Each day that I spent in Prague revealed more of the city’s fairy tale landscape and its centuries-long history. My first view of the city was from the Charles Bridge and I was convinced it was the loveliest, most evocative view of Prague, but every subsequent day revealed new and equally enchanting vistas.
Prague is a city divided by the Vltava River, and the sinewy river is the central artery of the city, around which it has developed for the past millennium. Whether from the Charles Bridge or another of the city’s bridges, I quickly learned that the best way to see Prague was from the water, from the river that is its heart.
From the right bank of the Vltava, I found that I could set up my tripod and capture sweeping views of many of the city’s most beautiful sites. From the right bank, I could capture Prague Castle and St. Vitus Cathedral, soaring above the city. It’s believed to be the oldest castle in Europe, built in the ninth century. For many visitors, the spires of St. Vitus represent Prague Castle, but the castle in fact occupies a vast compound of government and religious buildings at the city’s zenith. The castle and its surrounding buildings are the most recognizable structures on the city’s skyline.

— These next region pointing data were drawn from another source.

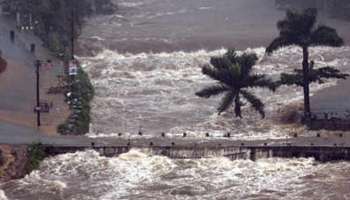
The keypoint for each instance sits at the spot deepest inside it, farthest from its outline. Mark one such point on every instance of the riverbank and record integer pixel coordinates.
(17, 83)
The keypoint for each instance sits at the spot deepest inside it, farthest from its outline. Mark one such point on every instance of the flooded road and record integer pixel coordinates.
(145, 64)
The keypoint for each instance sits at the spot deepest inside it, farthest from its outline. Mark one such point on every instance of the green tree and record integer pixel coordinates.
(301, 29)
(315, 75)
(234, 77)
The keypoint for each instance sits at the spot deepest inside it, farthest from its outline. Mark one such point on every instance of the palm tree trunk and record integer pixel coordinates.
(307, 110)
(238, 106)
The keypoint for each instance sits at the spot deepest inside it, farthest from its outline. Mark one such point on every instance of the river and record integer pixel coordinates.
(145, 64)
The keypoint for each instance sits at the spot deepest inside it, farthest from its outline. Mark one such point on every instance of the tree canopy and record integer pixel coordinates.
(234, 77)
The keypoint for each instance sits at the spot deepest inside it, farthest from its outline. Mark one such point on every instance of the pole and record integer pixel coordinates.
(72, 38)
(37, 64)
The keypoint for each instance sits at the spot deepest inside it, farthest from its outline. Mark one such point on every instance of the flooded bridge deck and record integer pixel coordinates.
(322, 149)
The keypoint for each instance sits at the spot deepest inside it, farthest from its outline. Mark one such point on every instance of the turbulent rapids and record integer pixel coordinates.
(145, 63)
(154, 92)
(140, 175)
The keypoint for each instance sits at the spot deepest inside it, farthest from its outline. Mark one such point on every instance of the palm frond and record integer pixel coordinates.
(292, 79)
(260, 80)
(220, 75)
(212, 91)
(326, 36)
(278, 43)
(246, 62)
(256, 103)
(226, 102)
(330, 72)
(220, 62)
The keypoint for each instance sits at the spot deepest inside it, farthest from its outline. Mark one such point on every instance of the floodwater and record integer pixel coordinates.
(145, 64)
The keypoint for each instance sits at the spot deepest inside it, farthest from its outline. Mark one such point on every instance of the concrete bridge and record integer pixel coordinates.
(322, 149)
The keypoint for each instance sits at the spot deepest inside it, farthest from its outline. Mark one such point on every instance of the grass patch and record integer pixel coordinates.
(78, 99)
(36, 154)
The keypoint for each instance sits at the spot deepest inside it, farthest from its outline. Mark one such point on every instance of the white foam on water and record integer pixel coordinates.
(3, 195)
(155, 92)
(139, 174)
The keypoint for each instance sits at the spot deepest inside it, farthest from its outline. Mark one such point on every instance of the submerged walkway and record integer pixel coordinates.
(321, 148)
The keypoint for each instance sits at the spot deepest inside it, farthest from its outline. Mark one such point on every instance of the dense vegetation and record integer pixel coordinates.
(36, 153)
(53, 19)
(79, 97)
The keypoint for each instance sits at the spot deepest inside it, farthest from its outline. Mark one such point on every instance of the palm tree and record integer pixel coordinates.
(315, 75)
(300, 29)
(234, 77)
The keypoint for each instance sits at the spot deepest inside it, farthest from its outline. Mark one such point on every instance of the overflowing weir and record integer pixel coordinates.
(322, 149)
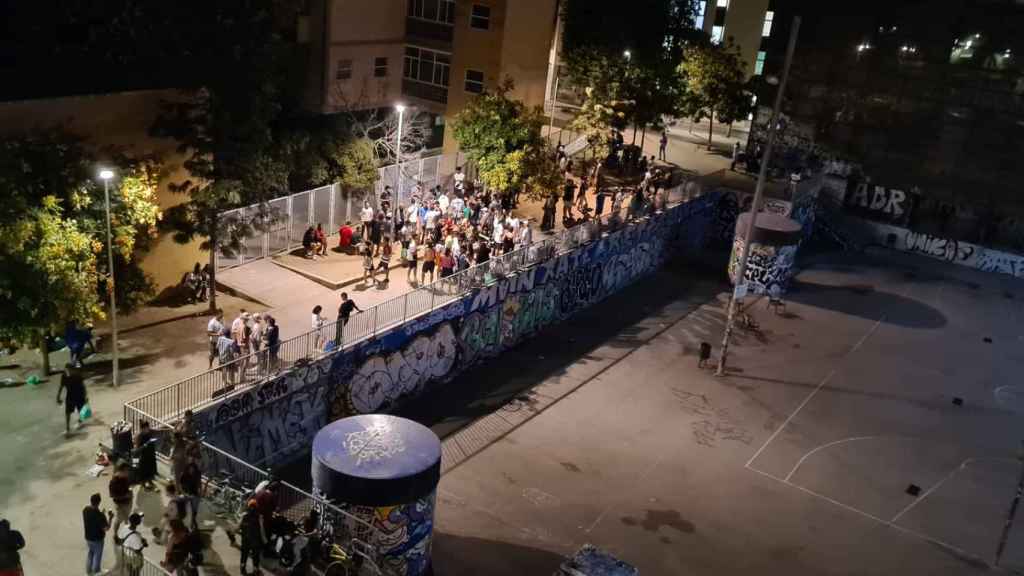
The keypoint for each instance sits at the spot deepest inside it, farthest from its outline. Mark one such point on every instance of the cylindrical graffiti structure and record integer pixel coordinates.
(773, 250)
(384, 469)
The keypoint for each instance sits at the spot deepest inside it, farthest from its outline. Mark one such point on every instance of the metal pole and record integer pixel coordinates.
(110, 264)
(397, 162)
(758, 196)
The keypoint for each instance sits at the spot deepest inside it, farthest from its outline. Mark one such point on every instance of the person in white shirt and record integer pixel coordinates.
(460, 179)
(132, 543)
(367, 216)
(213, 330)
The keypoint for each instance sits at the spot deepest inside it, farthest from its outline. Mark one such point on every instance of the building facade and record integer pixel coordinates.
(432, 54)
(747, 23)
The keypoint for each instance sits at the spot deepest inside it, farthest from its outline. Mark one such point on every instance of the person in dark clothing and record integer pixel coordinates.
(96, 524)
(10, 542)
(251, 530)
(76, 398)
(146, 449)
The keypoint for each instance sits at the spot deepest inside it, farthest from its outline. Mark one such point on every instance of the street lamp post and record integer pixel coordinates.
(397, 161)
(107, 175)
(758, 195)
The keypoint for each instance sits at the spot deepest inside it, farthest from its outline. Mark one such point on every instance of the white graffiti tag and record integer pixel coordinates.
(372, 444)
(384, 377)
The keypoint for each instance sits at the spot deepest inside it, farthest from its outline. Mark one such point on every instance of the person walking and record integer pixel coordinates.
(213, 330)
(272, 341)
(121, 494)
(96, 523)
(385, 262)
(11, 543)
(317, 325)
(132, 544)
(251, 530)
(76, 398)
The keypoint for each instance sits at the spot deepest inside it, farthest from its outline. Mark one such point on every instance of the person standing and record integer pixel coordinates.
(251, 530)
(76, 398)
(213, 330)
(121, 494)
(367, 217)
(132, 544)
(96, 524)
(11, 542)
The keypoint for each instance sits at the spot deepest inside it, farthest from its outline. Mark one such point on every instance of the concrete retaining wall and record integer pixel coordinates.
(271, 423)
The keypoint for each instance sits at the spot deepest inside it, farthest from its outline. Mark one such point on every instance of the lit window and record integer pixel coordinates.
(480, 18)
(474, 81)
(434, 10)
(426, 66)
(344, 70)
(717, 33)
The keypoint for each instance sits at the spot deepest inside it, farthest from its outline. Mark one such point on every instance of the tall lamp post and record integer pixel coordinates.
(107, 174)
(397, 162)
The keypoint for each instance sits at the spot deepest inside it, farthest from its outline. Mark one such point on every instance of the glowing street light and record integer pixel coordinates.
(107, 175)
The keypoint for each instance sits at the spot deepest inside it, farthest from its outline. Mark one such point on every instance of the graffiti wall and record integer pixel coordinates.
(273, 422)
(954, 251)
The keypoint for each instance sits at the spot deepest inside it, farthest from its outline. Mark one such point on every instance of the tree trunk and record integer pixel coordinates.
(44, 353)
(213, 263)
(711, 123)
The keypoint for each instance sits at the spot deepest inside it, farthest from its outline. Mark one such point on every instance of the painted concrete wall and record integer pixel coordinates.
(123, 120)
(278, 420)
(963, 253)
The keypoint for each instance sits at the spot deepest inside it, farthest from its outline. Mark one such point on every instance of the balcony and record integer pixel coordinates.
(429, 34)
(424, 91)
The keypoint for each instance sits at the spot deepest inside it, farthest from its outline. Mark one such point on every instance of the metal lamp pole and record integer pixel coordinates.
(758, 196)
(397, 158)
(107, 175)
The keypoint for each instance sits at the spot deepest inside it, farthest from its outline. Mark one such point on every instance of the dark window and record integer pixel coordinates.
(474, 81)
(380, 67)
(480, 18)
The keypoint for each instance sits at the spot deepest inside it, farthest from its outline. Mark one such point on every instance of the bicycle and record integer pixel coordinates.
(339, 563)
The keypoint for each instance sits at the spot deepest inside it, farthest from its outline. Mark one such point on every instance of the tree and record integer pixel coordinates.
(226, 127)
(53, 234)
(503, 136)
(713, 83)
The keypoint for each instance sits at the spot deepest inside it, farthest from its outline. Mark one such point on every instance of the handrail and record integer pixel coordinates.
(243, 373)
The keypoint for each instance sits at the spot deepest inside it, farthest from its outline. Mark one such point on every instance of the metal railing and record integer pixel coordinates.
(353, 534)
(169, 403)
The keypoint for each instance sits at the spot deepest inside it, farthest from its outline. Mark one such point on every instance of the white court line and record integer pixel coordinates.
(858, 511)
(952, 472)
(823, 446)
(799, 408)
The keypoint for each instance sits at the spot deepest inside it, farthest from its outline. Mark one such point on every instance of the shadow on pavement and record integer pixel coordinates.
(455, 556)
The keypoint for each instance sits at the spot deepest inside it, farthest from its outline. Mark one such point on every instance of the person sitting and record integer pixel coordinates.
(309, 244)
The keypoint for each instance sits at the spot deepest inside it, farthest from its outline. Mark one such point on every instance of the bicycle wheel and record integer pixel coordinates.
(337, 568)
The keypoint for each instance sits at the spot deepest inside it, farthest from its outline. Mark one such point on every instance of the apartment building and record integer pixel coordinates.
(432, 54)
(747, 23)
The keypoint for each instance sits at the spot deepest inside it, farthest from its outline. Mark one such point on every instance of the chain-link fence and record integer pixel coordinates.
(280, 224)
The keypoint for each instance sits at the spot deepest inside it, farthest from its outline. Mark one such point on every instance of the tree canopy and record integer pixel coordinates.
(714, 84)
(503, 136)
(53, 232)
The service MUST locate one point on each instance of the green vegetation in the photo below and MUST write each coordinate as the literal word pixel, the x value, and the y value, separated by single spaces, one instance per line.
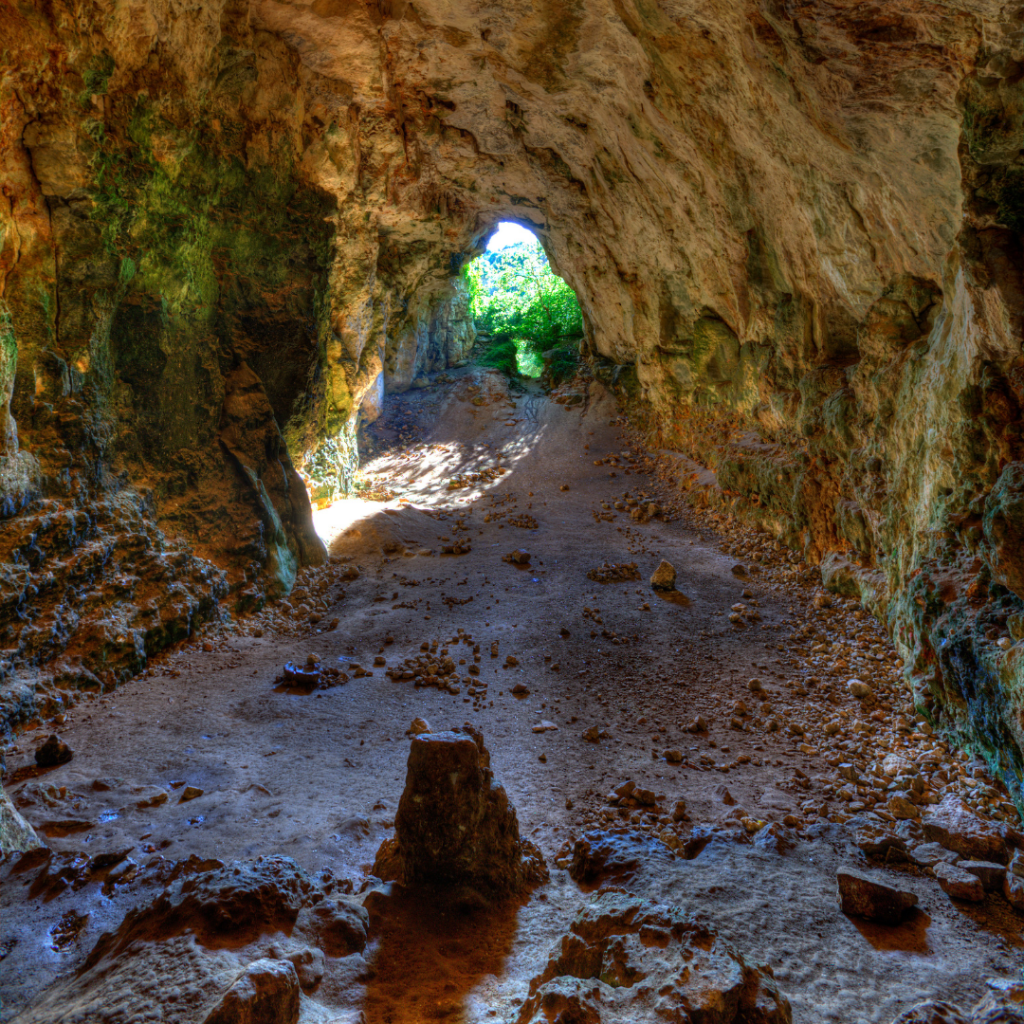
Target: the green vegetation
pixel 526 309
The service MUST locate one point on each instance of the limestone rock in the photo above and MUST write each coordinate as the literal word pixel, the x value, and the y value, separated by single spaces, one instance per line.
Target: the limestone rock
pixel 16 836
pixel 53 752
pixel 267 992
pixel 988 873
pixel 615 854
pixel 664 577
pixel 934 1013
pixel 455 824
pixel 955 826
pixel 865 896
pixel 629 961
pixel 960 884
pixel 339 927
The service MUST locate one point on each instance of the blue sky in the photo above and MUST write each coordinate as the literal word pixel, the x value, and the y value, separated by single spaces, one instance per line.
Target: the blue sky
pixel 510 235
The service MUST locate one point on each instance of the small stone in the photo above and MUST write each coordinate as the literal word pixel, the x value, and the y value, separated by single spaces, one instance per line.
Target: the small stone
pixel 664 577
pixel 159 798
pixel 267 990
pixel 901 808
pixel 930 854
pixel 960 884
pixel 957 827
pixel 862 896
pixel 858 688
pixel 1013 889
pixel 989 873
pixel 934 1013
pixel 54 752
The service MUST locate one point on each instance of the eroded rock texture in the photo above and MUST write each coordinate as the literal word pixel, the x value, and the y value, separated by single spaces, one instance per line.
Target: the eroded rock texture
pixel 626 958
pixel 456 825
pixel 795 229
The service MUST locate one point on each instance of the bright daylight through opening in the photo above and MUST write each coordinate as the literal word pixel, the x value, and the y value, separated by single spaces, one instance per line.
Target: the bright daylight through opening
pixel 527 318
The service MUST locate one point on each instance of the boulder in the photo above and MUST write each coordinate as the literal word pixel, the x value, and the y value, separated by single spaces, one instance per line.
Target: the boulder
pixel 632 961
pixel 960 884
pixel 456 824
pixel 952 824
pixel 16 836
pixel 54 752
pixel 864 896
pixel 617 854
pixel 664 577
pixel 267 992
pixel 990 875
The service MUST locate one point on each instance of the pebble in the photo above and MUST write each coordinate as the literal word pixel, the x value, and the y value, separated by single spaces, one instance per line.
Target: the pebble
pixel 990 875
pixel 664 577
pixel 864 896
pixel 53 752
pixel 858 688
pixel 960 884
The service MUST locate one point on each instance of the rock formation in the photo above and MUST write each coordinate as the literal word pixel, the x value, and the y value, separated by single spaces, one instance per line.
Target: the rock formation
pixel 456 826
pixel 794 227
pixel 626 958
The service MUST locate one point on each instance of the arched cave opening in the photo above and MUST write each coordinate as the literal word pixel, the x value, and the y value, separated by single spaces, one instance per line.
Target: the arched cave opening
pixel 393 627
pixel 527 318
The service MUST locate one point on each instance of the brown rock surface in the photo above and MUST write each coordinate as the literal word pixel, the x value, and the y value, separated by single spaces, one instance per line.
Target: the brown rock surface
pixel 196 320
pixel 956 827
pixel 868 897
pixel 629 960
pixel 455 824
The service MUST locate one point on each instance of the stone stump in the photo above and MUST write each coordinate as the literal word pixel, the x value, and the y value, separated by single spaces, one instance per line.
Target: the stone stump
pixel 456 825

As I explored Prague, I found myself thinking about history and the passage of time. For more than a thousand years, a city has occupied the banks of the Vltava, a longer span of time than many countries have existed. In its long history, Prague has withstood invasions and oppressive regimes, and it remains one of the loveliest in Europe. Walking the streets of Prague is a lesson in the expanse of time, a reminder of the brief span of time we occupy.
Lost in my thoughts of time and history and completely enthralled by this beautiful city, I continued walking its ancient streets.